Should there be more schools that cater to brilliant/gifted children?

  1. gmwilliams profile image86
    gmwilliamsposted 5 years ago

    Should there be more schools that cater to brilliant/gifted children?

    It has been substantiated repeatedly that brilliant/gifted children become bored and disinterested if they are in classes with those who are not as brilliant/gifted as they are.     Furthermore, the average school curriculum simply does not challenge children who are brilliant and gifted.

  2. Brandon Tart profile image60
    Brandon Tartposted 5 years ago

    Sure, and those schools should have those children cater weddings and other events since many of them are probably exceptionally gifted at culinary arts.

    Really, though, the answer is a big YES.  Gifted children suffer where there is little to no stimulation.  Ever see the movie by Jodie Foster titled, "Little Man Tate" ?

    I recommend it if not.  I agree 1000% with the portrayal.  Kids, like adults, wish to flock with the feather of their kind.  Not to knock other children, but their self-esteem suffers, too, when the majority singles them out due to their giftedness. 
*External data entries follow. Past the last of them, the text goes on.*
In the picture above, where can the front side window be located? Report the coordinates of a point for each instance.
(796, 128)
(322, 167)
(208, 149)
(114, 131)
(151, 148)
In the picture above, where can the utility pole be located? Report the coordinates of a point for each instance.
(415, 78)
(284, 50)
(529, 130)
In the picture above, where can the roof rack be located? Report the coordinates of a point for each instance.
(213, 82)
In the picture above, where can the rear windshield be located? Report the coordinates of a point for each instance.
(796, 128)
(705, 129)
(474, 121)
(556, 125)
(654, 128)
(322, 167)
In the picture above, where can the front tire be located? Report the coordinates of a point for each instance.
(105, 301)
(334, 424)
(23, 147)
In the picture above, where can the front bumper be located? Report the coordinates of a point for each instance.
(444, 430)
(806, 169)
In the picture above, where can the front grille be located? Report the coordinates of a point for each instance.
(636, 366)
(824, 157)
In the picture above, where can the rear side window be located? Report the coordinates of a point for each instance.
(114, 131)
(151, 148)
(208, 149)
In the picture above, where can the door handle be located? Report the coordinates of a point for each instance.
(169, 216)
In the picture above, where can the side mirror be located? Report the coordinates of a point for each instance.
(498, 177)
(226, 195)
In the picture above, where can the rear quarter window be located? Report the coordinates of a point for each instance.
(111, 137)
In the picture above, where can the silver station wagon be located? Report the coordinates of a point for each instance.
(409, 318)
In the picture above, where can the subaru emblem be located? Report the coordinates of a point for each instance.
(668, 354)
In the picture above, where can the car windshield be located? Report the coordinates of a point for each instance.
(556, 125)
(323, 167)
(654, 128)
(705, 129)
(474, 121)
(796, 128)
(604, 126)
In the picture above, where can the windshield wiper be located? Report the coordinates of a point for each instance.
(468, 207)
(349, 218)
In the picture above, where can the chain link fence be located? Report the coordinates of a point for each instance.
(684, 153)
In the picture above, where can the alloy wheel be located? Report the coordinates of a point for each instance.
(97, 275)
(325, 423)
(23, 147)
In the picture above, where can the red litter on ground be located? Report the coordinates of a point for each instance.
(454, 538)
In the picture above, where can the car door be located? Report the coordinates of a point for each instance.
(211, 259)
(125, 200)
    In the presence of mediocrity, precocious children are often alienated from those who can endure mundane activities, even normal playing with toys and sporting goods that are granted to them... this, too, is portrayed in LMT.

    That Foster is a Yale grad with a Literature degree, leaves her with some room to make the statement the movie makes.  Yale Literary Schools are brutal and thick!!!  You can even watch the classes online on YOUTUBE  - believe me, it is a GREAT free education!!!  Go for it and try.

    That aside, schools for the gifted only add to the dimensions of their gifts.  Growth requires water, food and light.  Plants and humans need light to live, and figuratively, gifted children need to see their own light reflected in other, like-minded quirky nerds so they don't go on in life turning their genius into recklessness ... this, too, has been documented.  Deviants are often the most brilliant.  They deviate because the status quo is to them, in need of change, ergo - they become that change often to the effect that they martyr themselves in one form or another; usually to their own dismays, this unfortunate probability occurs.  If you know about Wilfred Bion, then you probably know well that the genius cannot endure the "Basic Assumption Group."  Regarding group dynamics, it may be difficult to tell if the gifted deviant isolates himself from the group, or if the group has shunned him for his brilliance - a brilliance the group and its members, simply CANNOT reflect.

    There are millions of reasons for what you're onto here pertaining to these children.  Sad to say it, but some of these kids are the first to suffer from environmentally induced dissociative disorders, and if ill-regarded for their capacity, will or may seek drastic means to be heard.  They are self aware, and that alone is scary... they know what they could offer, if only the proper domain was provided to do so.

    1. gmwilliams profile image86
      gmwilliamsposted 5 years agoin reply to this

      Excellent answer, when I was growing up, I wish there were school that were tailored to highly intelligent/gifted/brilliant students.  There are so few programs for such children decades ago.